Given a lack of specificity about some of the key policy elements and questions about the likely response of the insurance industry and beneficiaries, there remains great uncertainty about the expected effects of this approach for elderly and disabled Americans in the future.
Limitations
* This study focuses narrowly on the expected effects of a premium support system on beneficiaries’ Medicare premiums – an approach that excludes the effects of changes in benefits, cost-sharing requirements and premiums for supplemental insurance.
* This study models the effects of a premium support system in a given year, but not the expected costs for beneficiaries over the longer term, including the effects of adverse selection for beneficiaries in traditional Medicare or the potential for Medicare spending caps to increase premiums for beneficiaries over time.
* This study does not examine the effects of a premium support system for beneficiaries with low-incomes, including dual-eligible beneficiaries who could also be affected by changes made to Medicaid, such as a Medicaid block grant.
* This study considers potential changes in plan behavior (changes in bids), but does not analyze the potential for insurers’ responses to vary, based on local market conditions.
* This study does not capture the nuances of beneficiaries’ plan switching behavior and only allows for beneficiaries to switch into a benchmark plan, rather than a plan that is less expensive than their current plan, but is not a benchmark plan.
* This study does not consider whether benchmark plans (if not traditional Medicare) would have sufficient capacity to serve all potential enrollees.
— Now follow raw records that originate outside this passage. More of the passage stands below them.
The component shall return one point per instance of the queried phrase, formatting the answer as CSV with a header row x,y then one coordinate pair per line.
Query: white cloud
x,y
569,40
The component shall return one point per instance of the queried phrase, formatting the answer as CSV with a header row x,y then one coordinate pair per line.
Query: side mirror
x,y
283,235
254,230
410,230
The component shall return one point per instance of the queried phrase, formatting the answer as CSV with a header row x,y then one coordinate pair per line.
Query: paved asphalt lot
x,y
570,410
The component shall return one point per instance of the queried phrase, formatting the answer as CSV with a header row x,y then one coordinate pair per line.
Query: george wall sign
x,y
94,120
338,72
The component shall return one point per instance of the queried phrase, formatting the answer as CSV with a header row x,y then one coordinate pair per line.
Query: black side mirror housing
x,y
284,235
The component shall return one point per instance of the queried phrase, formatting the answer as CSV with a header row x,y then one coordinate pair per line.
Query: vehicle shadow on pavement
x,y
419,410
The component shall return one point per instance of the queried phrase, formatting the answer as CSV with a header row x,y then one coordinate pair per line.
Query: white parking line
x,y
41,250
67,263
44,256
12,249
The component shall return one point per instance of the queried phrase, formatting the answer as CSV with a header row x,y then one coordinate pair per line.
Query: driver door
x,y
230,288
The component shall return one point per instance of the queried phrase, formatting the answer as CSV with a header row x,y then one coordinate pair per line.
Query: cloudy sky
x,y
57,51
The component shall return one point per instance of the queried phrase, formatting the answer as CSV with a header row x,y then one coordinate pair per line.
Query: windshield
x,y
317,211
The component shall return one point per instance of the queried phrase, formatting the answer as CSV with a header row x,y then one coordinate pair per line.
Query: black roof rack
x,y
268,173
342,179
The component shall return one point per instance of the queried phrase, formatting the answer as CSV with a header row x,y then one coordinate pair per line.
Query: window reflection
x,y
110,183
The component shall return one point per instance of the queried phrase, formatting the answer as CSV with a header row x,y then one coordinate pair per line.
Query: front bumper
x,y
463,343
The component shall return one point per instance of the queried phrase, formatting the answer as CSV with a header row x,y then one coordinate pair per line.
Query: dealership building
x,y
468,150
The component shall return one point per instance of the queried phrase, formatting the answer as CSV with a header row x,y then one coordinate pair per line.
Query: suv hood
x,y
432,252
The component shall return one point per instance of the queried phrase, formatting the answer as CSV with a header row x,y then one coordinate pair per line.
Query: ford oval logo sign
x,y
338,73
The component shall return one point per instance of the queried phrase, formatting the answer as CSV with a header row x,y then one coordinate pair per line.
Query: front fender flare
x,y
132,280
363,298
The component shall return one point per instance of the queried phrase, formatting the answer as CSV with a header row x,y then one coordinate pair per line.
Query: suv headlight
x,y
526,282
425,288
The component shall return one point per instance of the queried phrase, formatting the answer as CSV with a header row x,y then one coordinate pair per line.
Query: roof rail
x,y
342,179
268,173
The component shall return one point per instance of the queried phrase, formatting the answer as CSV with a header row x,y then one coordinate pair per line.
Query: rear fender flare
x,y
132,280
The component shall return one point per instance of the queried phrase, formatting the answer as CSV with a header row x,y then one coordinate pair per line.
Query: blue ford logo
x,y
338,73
* Finally, this analysis does not consider the effect of a premium support system for other payers, including the federal government, state governments (Medicaid), or employers.
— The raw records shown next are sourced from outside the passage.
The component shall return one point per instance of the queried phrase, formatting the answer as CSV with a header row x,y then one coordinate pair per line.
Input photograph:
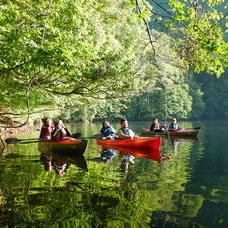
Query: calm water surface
x,y
188,188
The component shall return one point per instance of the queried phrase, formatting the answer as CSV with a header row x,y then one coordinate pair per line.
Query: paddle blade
x,y
12,140
76,135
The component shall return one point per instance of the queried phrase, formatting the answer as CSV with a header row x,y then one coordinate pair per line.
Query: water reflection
x,y
184,185
60,163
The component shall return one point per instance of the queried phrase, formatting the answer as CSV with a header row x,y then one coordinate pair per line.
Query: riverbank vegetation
x,y
88,60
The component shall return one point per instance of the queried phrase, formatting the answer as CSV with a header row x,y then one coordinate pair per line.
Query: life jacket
x,y
45,132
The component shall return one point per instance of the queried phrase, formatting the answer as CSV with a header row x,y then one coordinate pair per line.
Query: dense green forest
x,y
90,60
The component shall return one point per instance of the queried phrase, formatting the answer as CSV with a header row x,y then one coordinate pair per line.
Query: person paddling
x,y
156,127
174,126
107,131
60,130
124,132
46,130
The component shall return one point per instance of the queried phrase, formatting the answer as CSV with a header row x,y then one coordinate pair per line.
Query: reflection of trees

http://www.kff.org/medicare/upload/8373.pdf
Comment:
By Don McCanne, MD
When reforms for health care are proposed, the first response by many is, what will it cost me? In the case of the premium support model (voucher, or defined contribution), most people want to know what the premium will be. This meticulous 48-page study by Kaiser Family Foundation shows that for the majority of individuals, premiums would increase. But there is much more to premium support than merely the premium to be paid.
Reading the full report might be of interest to individuals who would want to see the complexities involved in simply determining the impact on premiums. In the excerpts above, some of the factors that were not considered are emphasized, especially in the list of limitations of the study. Because the proposal depends heavily on private insurance plans, there are a slew of potential negative impacts which can increase costs and impair access for the Medicare beneficiary – impacts that are far beyond those suggested by the list of limitations.
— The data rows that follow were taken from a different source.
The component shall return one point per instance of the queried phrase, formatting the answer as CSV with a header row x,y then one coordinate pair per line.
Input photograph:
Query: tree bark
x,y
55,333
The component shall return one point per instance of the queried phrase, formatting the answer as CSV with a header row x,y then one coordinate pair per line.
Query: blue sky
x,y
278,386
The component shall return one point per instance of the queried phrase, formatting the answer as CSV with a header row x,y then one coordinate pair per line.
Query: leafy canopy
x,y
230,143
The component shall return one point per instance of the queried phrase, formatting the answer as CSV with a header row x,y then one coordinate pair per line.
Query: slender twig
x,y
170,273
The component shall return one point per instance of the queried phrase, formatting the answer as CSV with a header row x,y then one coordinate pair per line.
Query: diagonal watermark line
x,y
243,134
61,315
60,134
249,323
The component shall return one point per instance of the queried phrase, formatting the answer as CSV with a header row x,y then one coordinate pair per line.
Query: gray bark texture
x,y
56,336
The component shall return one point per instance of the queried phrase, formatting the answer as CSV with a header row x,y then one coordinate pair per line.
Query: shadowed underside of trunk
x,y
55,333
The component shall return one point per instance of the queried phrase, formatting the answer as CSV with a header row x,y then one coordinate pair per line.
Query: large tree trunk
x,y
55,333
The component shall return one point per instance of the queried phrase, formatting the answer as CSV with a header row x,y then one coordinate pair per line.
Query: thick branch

If you aren’t convinced by
now that premium support is a terrible idea, go to our website at www.pnhp.org and type in “premium support” in the search window and spend a an hour or so reading what we have to say. Then go back and read what Romney and Ryan have to say, and you’ll see what they deliberately left out. It is a scheme to slowly unwind the social contract of health care justice, when what we need to do is to improve that contract and expand it to cover everyone.